The sharpest divide came on the final question of the hour-and-a-half-long televised debate in front of a packed house in the City Hall’s Council chambers. It dealt with the referendum question that will be on the May ballot that would, if passed, alter the City charter to mandate a stiff residential development restriction in the City’s commercially zoned areas.
The two incumbents on the City Council seeking election to third terms, Mayor Robin Gardner and Vice Mayor Lindy Hockenberry, spoke strongly in opposition to the referendum, saying it would stifle the City’s ability to welcome new market-driven development and negotiate effectively in the City’s best interest. They were joined by Lawrence Webb, who shares “slate” status with them as candidates endorsed by the City’s venerable civic organization, the Citizens for a Better City. Independent candidate Patrice Lepczyk opposed it as well.

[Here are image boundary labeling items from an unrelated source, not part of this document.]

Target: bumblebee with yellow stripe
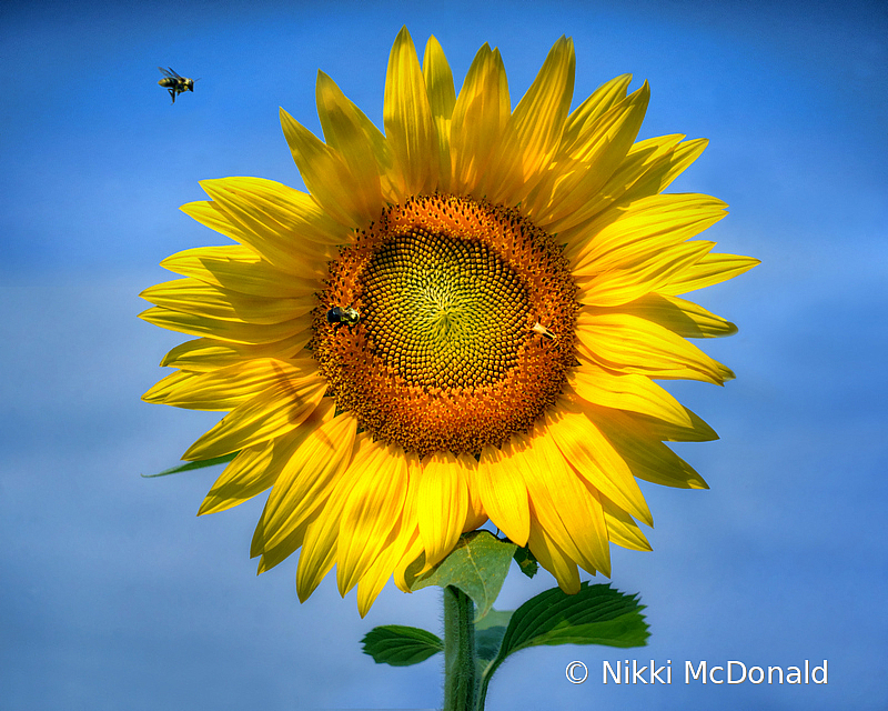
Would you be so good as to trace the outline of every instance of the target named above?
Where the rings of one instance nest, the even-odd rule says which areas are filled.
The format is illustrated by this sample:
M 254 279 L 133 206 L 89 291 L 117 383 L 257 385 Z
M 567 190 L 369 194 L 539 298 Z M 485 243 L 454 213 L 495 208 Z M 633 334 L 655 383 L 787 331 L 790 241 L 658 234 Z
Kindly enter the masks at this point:
M 163 79 L 161 79 L 158 83 L 170 92 L 173 103 L 175 103 L 175 97 L 180 93 L 184 91 L 194 91 L 193 79 L 180 77 L 173 71 L 172 67 L 168 67 L 167 69 L 163 67 L 158 67 L 158 69 L 160 69 L 161 73 L 163 74 Z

Two independent candidates said they favored passage of the referendum, Nader Baroukh and Margaret Housen. Baroukh said that the City Council is now inclined to “approve almost any” mixed use project, and a charter change would provide it with “guidance” and “a leveraging tool.”
Gardner contended that such a charter change would restrict the Council’s ability to leverage deals, citing her consultation with a Virginia Municipal League official who said that charter changes are normally used to give jurisdictions more, and not less, flexibility.

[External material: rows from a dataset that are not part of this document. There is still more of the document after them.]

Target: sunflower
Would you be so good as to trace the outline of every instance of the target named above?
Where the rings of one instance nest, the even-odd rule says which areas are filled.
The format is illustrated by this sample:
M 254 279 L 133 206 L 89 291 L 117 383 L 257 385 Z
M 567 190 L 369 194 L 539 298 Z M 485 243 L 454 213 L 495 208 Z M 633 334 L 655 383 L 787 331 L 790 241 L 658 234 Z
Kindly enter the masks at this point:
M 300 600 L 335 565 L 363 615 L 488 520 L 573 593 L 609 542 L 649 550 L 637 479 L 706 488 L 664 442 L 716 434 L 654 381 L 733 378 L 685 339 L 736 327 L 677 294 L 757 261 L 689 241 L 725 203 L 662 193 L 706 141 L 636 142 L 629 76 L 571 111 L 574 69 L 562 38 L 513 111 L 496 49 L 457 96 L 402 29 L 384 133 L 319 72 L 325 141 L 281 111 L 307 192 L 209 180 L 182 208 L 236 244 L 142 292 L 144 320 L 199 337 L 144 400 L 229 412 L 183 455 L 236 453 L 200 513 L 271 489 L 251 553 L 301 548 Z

Housen said that “what has been done hasn’t been working,” but Webb noted the referendum, if passed, would “remove from the City its long-standing tradition of citizen participation,” reverting development matters to legal mandate rather than flexible community-wide deliberation.
A seventh candidate on the May ballot, Ed Hillegass, told the event organizers in advance he would not be able to attend. The Falls Church League of Women Voters and the Village Preservation and Improvement Society co-sponsored the faceoff.
Next Tuesday, a second and final debate will be sponsored by the Falls Church Chamber of Commerce, slated for 7:30 p.m. at the Community Center.
All six candidates participating in last night’s debate rejected the notion in one written question from the audience that the City’s schools ought to cut expenses. Two candidates call the City schools the City’s “crown jewels,” and all not only praised their excellence, but said they should get the funding they need.
But on the question of mixed-use development and the City’s use of the special exception ordinance, the candidates differed sharply, all arguing for their versions of how to achieve what Hockenberry coined as the “sustainability of our independent City with smart growth.”
Baroukh said that the City “should drive the market, instead of letting the market drive us.”
Gardner rejoined that “development necessarily is market driven,” as evidenced by the fact that, before devising the “special exception” negotiating tool in 2000, the City “waited and waited” decades for commercial development that never came.
On issues of traffic and the claim of residential “overbuilding,” the candidates also disagreed. Residential is needed to create “critical mass” to bring in more commercial, Hockenberry said. Webb said that bringing more people in proximity with where they work will reduce CO2 emissions. Baroukh said there is a residential “glut” that will impact traffic. Lepczyk blasted “bureaucratic ineptitude” at City Hall, and Housen assailed the City’s high business license tax.